I had to flip and resize a lot of the animals in Photoshop. I spent ages moving them around to try and fit as many in as possible: 


I wanted to add one or two bits of mine too. The dragon from Dragon's Dinner was an obvious choice. It was the book I used to kick-start the project, since the story is one big chase, and made a great counter-point to the massive dragon on the left: 


The library has a thing about crocodiles (there's a stuffed one under the floor in the museum downstairs), so I balanced the croc from Kangaroo's Cancan Cafe onto a computer. There's a couple of my other animals tucked in there too.

There's a big sceen mounted in the middle of the wall in the children's library, which I had to bear in mind.
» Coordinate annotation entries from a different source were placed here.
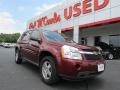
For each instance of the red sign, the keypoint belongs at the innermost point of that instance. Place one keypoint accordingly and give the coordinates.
(83, 7)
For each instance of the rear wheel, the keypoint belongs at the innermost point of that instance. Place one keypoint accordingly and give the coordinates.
(48, 70)
(18, 58)
(110, 56)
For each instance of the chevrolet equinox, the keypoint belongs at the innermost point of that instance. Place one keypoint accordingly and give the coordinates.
(58, 56)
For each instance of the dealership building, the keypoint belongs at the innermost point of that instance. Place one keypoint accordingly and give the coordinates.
(86, 21)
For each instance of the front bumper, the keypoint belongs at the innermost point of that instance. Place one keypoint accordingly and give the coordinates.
(81, 68)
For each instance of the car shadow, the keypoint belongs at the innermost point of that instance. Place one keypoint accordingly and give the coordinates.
(96, 82)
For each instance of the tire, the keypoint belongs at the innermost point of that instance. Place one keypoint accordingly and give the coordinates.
(110, 56)
(48, 70)
(18, 58)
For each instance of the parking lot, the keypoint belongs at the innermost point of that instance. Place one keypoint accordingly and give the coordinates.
(26, 76)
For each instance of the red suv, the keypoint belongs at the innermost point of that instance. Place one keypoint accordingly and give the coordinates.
(58, 56)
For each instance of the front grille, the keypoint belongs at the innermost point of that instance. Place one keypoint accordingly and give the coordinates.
(92, 56)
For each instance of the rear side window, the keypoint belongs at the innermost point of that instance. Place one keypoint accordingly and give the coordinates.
(26, 36)
(35, 34)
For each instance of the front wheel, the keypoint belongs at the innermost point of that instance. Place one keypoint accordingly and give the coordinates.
(18, 59)
(110, 56)
(48, 70)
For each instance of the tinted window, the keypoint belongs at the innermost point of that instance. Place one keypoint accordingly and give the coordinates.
(53, 36)
(56, 36)
(26, 36)
(35, 34)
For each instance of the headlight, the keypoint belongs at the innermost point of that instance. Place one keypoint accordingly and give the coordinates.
(70, 52)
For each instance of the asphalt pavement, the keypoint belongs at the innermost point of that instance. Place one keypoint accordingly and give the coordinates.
(26, 76)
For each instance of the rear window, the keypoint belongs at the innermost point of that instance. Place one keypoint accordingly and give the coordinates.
(54, 36)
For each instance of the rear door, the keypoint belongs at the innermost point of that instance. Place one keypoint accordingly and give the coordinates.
(34, 46)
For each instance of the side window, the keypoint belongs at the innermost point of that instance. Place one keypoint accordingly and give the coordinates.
(35, 34)
(26, 36)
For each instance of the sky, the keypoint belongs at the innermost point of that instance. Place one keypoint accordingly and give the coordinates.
(14, 14)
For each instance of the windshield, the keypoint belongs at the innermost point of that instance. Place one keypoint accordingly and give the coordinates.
(54, 36)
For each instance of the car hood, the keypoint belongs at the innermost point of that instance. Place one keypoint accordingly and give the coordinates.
(79, 46)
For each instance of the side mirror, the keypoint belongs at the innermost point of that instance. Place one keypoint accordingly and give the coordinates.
(36, 39)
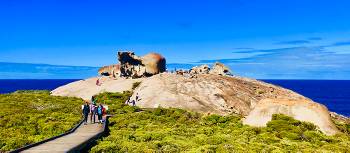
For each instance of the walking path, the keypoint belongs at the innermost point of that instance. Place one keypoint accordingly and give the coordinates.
(70, 142)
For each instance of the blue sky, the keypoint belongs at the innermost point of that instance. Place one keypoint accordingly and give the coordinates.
(290, 39)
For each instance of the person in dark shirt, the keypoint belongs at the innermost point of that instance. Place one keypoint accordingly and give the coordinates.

I thought it would be fun to use that as a prop too (though there is a risk it will be so well camouflaged by the mural, punters may not realise it is there!). 

This is just a rough by the way. I will boost the colour and strengthen up the outlines of some of the animals before I re-scan them, then get rid of fold lines and smudges in Photoshop. 


I thought photo-montaged books spines would be a fun wat to fill the bookshelves, the same as I'm doing with the computer screens (spot my website!), so I've been scanning in the books from my shelves at home. Picture books are very skinny though and only hardbacks have enough spine - even stretched, they don't fill much space. I've now run out, so will have to borrow some to fill the bottom shelf. That's why I am going for ordinary adult non-fiction to fill the end bookcase. I'm still half way through:


I will use this low res version as a template when I up the resolution. I want to do the real scans at the actual size I need them, without messing around in Photoshop (otherwise you lose quality), so the plan is to scale up the template in manageable sections, then measure the size of each item, scan it to fit and simply drop it in. In practise, I doubt it will be possible to get them exact, but at least things should only need a single tweak.

3 comments:

WET PAINT Studio said...

wow!! what an amazing piece of work. I'd love to see it

Linda said...

This is an amazing project! Thanks for sharing all the intricacies of putting it together. It's gorgeous! I love kids art!